What have you done to show that you are management material? (**) He is verbal, and you are not. If I have to pick one to represent the team to the rest of the world, tell me why should I pick you and not him? Are you verbal enough to represent the team, or will you be rolled over if you run at meetings into someone like your colleague?
Management is not rocket science, it's a discipline. He is no genius but so far, he seems to have shown more management potential than you have. Which is why he is being promoted. What have you shown? Because the world can only see what you show. Repeat after me: invisible talent is unrecognized talent. And NOBODY gets promoted on the basis of unrecognized talent.
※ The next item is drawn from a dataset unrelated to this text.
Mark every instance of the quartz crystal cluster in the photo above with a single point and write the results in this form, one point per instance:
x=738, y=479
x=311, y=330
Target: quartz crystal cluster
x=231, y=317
You need to be more like him than you realize or perhaps than you'd like. Nobody can hear your voice let alone know what you think if you don't speak. Leaders who don't speak are not leading. Ditto with managers.
(*) Your technical ability means little to management if it turns out that your colleague is a far more effective communicator of your own ideas than you are and if your colleague had a history of taking other people's ideas and working with others to improve on them and make them work. It pretty much seals the deal if your colleague shows a grasp of the bigger picture e.g. the impact on the team, the management unit, the company and you never tried to understand your activities in the context of the bigger picture. Frankly, in outfits where the only path upwards is through promotion into management, the only thing that having great technical ability can do for you is that you get to keep your day job.
(**) At one time in the mid1990s, I worked as a consultant for AT&T. What gave AT&T its distinctive culture is that it combined some of the best technical talent on the face of the Earth with some of the worst management on the face of the Earth. That's because AT&T was in the habit of promoting its strongest technical people to management. Without prep, without training and without support, many of these promoted floundered on the job and their incompetence made life miserable for everyone including themselves. And AT&T was making a fool's bargain because it was exchanging a great tech person for a lousy manager. So your assertion that you are more technically competent than your colleague makes no impression on me. I am technical as hell but you'd better believe that being technical is not my only attribute. I have worked in a slew of corporate and startup environments over the decades, and I have never been in a professional situation where all I needed was superior technical ability.